First Passage Paraphrase

Desdemona (1.3.208-218)

Father

This is very hard for me as I am torn between two duties

You gave me education and life, and I owe you for that

You gave me everything I have

I respect you very much for that

I must obey you cause I am your daughter, but this is my husband

I owe just as much as my mother owed you

She chose you over her own father

So I must also give my obedience

To my Moor

First Passage Analysis

In this section of the play, Brabantio asked who Desdemona obeyed in her life: her father or her husband. She responded with this short monologue where she basically says that although she respects everything her father has done for her, she has pledged her love to her lover.

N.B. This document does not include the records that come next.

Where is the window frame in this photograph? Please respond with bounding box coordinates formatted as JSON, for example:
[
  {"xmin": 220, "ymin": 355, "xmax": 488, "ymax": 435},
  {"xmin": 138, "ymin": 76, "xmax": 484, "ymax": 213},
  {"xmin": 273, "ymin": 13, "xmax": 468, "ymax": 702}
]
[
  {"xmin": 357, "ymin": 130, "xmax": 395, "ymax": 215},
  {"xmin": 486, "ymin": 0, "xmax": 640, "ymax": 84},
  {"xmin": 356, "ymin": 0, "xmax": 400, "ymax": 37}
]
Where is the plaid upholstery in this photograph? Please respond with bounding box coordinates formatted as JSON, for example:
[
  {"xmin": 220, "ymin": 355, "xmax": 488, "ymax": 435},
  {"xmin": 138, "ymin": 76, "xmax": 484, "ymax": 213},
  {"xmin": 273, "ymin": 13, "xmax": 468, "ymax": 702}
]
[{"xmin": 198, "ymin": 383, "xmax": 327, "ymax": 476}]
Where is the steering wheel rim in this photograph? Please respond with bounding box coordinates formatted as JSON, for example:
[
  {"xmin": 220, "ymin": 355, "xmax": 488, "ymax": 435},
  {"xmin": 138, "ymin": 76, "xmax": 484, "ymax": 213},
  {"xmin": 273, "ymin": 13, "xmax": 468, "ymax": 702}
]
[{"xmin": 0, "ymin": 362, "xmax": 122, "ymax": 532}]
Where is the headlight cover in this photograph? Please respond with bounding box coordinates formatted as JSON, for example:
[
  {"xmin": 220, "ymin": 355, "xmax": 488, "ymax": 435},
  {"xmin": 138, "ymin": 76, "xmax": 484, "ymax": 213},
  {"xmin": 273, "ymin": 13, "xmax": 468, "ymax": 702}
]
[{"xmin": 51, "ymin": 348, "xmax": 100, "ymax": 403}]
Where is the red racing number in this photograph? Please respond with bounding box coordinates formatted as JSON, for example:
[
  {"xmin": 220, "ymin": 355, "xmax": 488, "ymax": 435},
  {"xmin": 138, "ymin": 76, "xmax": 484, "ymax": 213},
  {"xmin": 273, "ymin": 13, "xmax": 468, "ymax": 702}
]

She reminds her father that her mother did this for him, and left her father behind just as she is doing now., which she portrays in this quote: “And so much duty as my mother show’d to you, preferring you before her father.” (1.3.215-216).  A literary device that she uses in this passage is probably the imagery of her mother leaving her own father to explain what she is doing now.

Second Passage Paraphrase

Duke (1.3.229-240)

Let me give reference to a saying

That will help these lovers

To be forgiven by you;

If you are unable to change something, do not dwell on it

When you lament about something that happened in the past

You only set yourself up to be more upset

A robbery victim can be greater than his robber if he can smile about it in the end

There is no point in wasting time being mournful over it

Second Passage Analysis

This passage almost directly the previous short monologue given by Desdemona, where he attempts to use a few proverbs and metaphors in an attempt to defend these two lovers. His general message was that there is no point in crying over things that have already happened, which is best displayed by the quote, “When remedies are past, the griefs are ended.” (1.3.232). His most prominent literary device used during this section is the metaphor involving the robber, where he says that a person being robbed should not dwell on his items lost, just as Desdemona’s father should not be concerned that he has lost control of his daughter’s life.